Back in the US, the Dow ($INDU) traded down nearly 200 points. Inflation worries and soaring oil prices are considered the culprits of the Dow’s fall on Tuesday, May 20, 2008. The market was hit by a major economic report on this trading day, which fueled the market’s economic and trading worries. Let’s take a look at this report and major report expected at the end of the week. Housing is in the future.
Economic Reports
The market is not expecting a lot of major market-moving reports this week. Yet a few reports are quite important. Two of this week’s reports have the power to move the markets in the US as well as Asian and Europe. The Producer Price Index (PPI) measures the change in prices that businesses pay. This is called business inflation. Who cares? Every conscientious and profitable trader cares about the Producer Price Index because it basically determines the rate of inflation that consumers will ultimately pay. Does that get your attention? It should because the markets around the world watch this market-moving report closely. The stock and bond markets tend to agree that a low business inflation figure is good for the economy. The US Dollar also agrees with this assessment. The PPI was released on Tuesday, May 20th. It showed a higher core producer costs in April.
The next big report is coming at the end of the week. The Existing Home Sales report is one of the major measures of the housing market. In fact, existing home sales account for nearly 80 percent of sales in the housing market. Hence, it is considered a good measure of performance and health in the housing sector. Existing home sales are expected to decline in April. This could indicate an economy that is slowing down. The stock market would not be happy with this report. The bond market should have a bullish reaction to this decline. The US Dollar could decline on this disappointing report. The Existing Home Sales report will be released on Friday, May 16, 2008 at 10:00am.

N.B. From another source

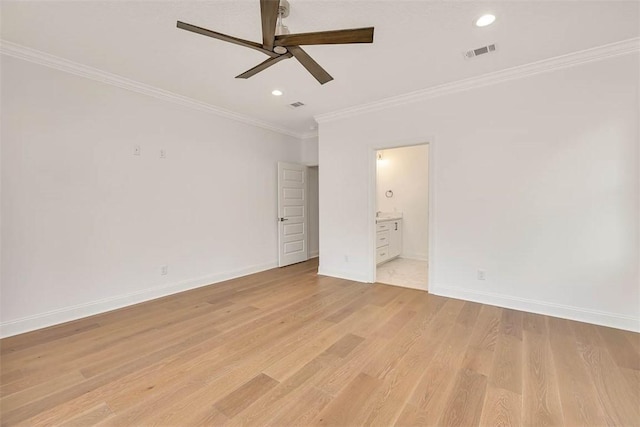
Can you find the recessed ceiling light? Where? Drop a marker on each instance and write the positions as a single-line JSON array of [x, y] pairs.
[[485, 20]]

Next week, we have many market-moving reports. The New Home Sales report will be released, which measures the number of newly-built homes that have been sold during the month. While new home sales are not as popular as existing homes, the new home sales data shows economic strength in other areas such as construction and permits. Another report coming next week is the Consumer Confidence report, which measures how consumers feel about the economy, spending, and their jobs. While this touchy-feely data is somewhat soft, it can affect how foreigners view the economic climate and future of the US economy. So, this report is important and market-moving. Another big report coming during the following week is the Durable Goods Orders report, which measures the number of orders on big-ticket items sold in the US. This advance report provides a sneak peek into the US economy for the following month. Last, but definitely not least, we have GDP report coming next week. This is the big kahuna of economic reports. The original report is quite market-moving and its revisions can also shake up the market.
Look for big moves and economic reports coming next week. The data takes center stage this week and for the next week so watch out for the data.
Market Moves Wisdom of the Week
Fight uncertainty! With all the technical indicators and economic data released every week, it is easy for a trader to get confused and feel uncertain about his or her trades. There is so much news that it is impossible to act on all of it. Yet it is important to know the news events affecting the market, understand the economic data, and refer to the technical data and charts in order to place sound trades. However, there is no reason for a trader to feel uncertain or lack confidence. So the Market Moves Wisdom of the Week is to use your best research to enter trades and avoid uncertainty. Lacking confidence in one’s trades will lead to losses and stress. However, fighting uncertainty in the market can put the trader on the best road to profitability!